Operating systems can't see the physical structures of our drives; they only see some total volume and some other stuff. Operating systems use file systems that adds another organizational layer on top of the physical structure discs have and it sets its own cluster size and way of distributing files. You start to see the disconnect between OS and HDD/SSD: the OS only sees the file system, so it's up to the SSD controller to know how to write the data to the NAND chips.
So SSD fundamentals: SSDs can read and write at the page level but for some reason they cannot ERASE at the page level. They can only erase entire blocks since the high voltage they apply will end up also wiping or altering all the other pages within the block.

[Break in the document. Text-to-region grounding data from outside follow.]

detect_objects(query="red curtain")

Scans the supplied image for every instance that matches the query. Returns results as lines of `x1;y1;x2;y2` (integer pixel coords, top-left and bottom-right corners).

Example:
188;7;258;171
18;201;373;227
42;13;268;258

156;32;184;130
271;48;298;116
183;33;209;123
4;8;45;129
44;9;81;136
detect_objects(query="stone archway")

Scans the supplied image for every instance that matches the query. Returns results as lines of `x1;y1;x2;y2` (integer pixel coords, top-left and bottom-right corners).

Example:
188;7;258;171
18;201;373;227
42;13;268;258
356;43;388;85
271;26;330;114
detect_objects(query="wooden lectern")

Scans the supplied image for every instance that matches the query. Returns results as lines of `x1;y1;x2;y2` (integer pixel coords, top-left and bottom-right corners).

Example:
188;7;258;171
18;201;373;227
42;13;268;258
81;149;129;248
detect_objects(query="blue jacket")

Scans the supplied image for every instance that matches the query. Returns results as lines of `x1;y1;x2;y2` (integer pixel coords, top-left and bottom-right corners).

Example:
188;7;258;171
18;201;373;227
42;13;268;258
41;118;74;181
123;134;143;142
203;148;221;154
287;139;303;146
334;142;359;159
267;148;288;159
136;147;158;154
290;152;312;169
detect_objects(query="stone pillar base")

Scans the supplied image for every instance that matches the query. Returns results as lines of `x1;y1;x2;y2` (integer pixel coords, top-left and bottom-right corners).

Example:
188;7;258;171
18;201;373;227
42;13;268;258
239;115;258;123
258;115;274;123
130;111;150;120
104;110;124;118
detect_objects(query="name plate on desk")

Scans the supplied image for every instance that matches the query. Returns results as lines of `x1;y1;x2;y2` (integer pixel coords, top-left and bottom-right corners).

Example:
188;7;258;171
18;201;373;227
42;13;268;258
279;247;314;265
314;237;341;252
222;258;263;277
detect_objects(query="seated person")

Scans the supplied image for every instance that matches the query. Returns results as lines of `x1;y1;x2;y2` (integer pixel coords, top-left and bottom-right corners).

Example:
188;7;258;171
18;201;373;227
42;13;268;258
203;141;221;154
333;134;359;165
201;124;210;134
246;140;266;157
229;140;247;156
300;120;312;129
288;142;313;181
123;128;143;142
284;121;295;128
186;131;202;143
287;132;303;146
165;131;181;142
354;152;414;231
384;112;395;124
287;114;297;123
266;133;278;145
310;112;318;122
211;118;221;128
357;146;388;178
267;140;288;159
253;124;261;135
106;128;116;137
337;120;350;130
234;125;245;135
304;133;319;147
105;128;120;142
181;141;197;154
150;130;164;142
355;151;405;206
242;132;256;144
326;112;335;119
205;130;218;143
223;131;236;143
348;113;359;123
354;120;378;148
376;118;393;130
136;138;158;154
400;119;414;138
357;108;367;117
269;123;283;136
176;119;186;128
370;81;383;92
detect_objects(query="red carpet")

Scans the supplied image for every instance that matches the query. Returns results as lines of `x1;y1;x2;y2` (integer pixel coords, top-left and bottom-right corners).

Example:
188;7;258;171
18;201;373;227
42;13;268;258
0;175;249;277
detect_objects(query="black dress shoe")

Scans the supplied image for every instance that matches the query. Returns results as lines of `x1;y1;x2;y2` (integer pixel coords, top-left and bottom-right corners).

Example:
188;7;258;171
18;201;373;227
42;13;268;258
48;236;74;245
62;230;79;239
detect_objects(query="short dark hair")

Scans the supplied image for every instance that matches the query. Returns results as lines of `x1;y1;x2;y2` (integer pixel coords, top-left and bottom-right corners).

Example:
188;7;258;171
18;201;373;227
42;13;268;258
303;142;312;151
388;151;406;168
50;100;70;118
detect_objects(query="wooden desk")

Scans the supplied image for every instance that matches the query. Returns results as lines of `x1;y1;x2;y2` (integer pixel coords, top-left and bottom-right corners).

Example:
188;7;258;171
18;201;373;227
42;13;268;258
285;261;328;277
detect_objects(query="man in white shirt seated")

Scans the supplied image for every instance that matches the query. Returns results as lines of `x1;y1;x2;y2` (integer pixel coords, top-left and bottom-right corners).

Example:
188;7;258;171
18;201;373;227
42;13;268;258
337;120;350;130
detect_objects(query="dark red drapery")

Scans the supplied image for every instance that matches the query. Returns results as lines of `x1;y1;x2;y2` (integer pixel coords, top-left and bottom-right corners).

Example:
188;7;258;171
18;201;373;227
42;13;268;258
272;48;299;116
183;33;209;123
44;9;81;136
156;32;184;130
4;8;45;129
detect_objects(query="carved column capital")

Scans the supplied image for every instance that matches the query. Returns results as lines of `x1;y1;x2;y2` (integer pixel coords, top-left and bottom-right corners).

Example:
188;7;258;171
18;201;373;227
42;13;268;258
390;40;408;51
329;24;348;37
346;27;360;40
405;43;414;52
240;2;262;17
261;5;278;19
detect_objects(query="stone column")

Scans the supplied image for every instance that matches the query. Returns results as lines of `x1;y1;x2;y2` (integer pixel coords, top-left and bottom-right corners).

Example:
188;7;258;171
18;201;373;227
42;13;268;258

So in order to get around this, SSD controllers have a built in routine called garbage collection. The OS only marks pages as stale/empty and the controller can see that. What garbage collection does is it looks in every block for all the good and stale pages, then copies all of the good pages to an empty block, then wipes everything in that old block and marks it ready to use. It gets weird though since when a file system has something marked as "deleted" it can still look like a good page in some occasions and ends up being copied by GC.
This is where the TRIM command comes in (it's not an acronym. Technically it's just Trim). TRIM is the bridge between the file system and blocks that helps SSDs mark pages as stale when the contents of those pages are deleted so garbage collection can do its job properly, aka not copying stale pages over that should have been deleted. Note that TRIM is not a replacement for GC, they work together.
TRIM isn't that necessary anymore since GC algorithms have gotten good enough to not need it but it makes the process more efficient and helps avoid GC marking stale pages as good.